Christian Chavassieux est déjà un familier de l’écriture lorsqu’il réalise Mausolées, un roman dont la couverture n’est pas sans évoquer le trait d’un Bilal. L’action se déroule dans un futur situé probablement vers la fin de notre siècle, et se concentre quasiment toute entière dans les murs de la ville de Sargonne, à l’emplacement tout aussi flou que la chronologie, une des Cités-Etats ayant émergé après les crises entourant l’année noire (la période dite des Conflits). La planète n’avait en effet cessé de s’enfoncer dans les crises, engendrant dictatures à foison, guerres civiles et morts par millions. Jusqu’à la terrible année noire, qui vit la fin de l’internet et la destruction du réseau informatique mondial du fait de l’action d’une arme redoutable, les électro-enzymes. Bien que l’humanité soit depuis en convalescence, elle a retrouvé un semblant de stabilité, au prix d’une violence profonde, de la perte de pans entiers de la culture d’antan, d’une méfiance littéralement atavique à l’égard de la science génératrice d’horreurs et de la progression de la stérilité, qui fait planer sur le monde la disparition pure et simple de l’espèce humaine, ce que souhaitent les démogénistes, en qui on peut voir les héritiers d’une certaine écologie profonde.

Kargo est un jeune et brillant écrivain, qui vient à Sargonne en réponse à son recrutement par Pavel Khan, un des personnages les plus riches et les plus controversés de son époque.
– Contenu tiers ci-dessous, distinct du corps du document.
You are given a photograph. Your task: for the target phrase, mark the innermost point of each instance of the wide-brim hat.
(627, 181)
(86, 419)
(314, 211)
Officiant dès lors dans la bibliothèque immense rassemblé par ce dernier, installée en plein cœur d’un ancien monastère cistercien, Kargo va nouer une relation étroite avec Danoo, la plantureuse secrétaire personnelle de Khan, et s’efforcer de dénouer les mystères qui planent sur Sargonne, dans les rues de la ville, hantée par les figures des anciens combattants et des sectateurs de Lilith, la femme tronc aux membres de métal, ou au cœur de la forteresse de Khan lui-même… Ce faisant, Kargo, Khan et sa séduisante épouse, Set, vont replonger dans leur passé, au prix de sacrifices et de révélations frappantes.

En apparence, on est ici dans un univers sombre, crépusculaire, qui n’est pas sans évoquer le film Les Fils de l’homme ou les créations labyrinthiques de Borges ou Kafka, la ville de The City And The City par China Miéville… Le hic, c’est que bien que l’écriture soit séduisante, certaines images frappantes (Lilith, ou les descriptions de la déliquescence de l’humanité), certaines inventions surprenantes (le jeu du Palais des fous), et que la langueur qui se dégage de l’intrigue soit loin d’être désagréable, Christian Chavassieux laisse l’impression de ne pas approfondir certains éléments de son attachant roman, ainsi de la signification de cette bibliothèque (la folie des livres, ou les maladies qui les touchent), du grandiose mausolée construit près de Sargonne, ou des divers clins d’œil relevant de la mise en abyme. La troisième et dernière partie du livre multiplie les révélations et laisse s’exprimer davantage d’actions, avec efficacité, même s’il s’agit au demeurant d’une simple histoire de rivalités entre chefs de gangs. On referme donc Mausolées avec le souvenir d’un roman surtout consacré à la quête de ses origines, véritable tombeau des espoirs idéalistes. « (…) il écrivait depuis quelque temps avec la conviction que la chose écrite le dépassait et que les livres, ensemble, construisaient un monde dont la clé lui serait à jamais refusée » (p.269).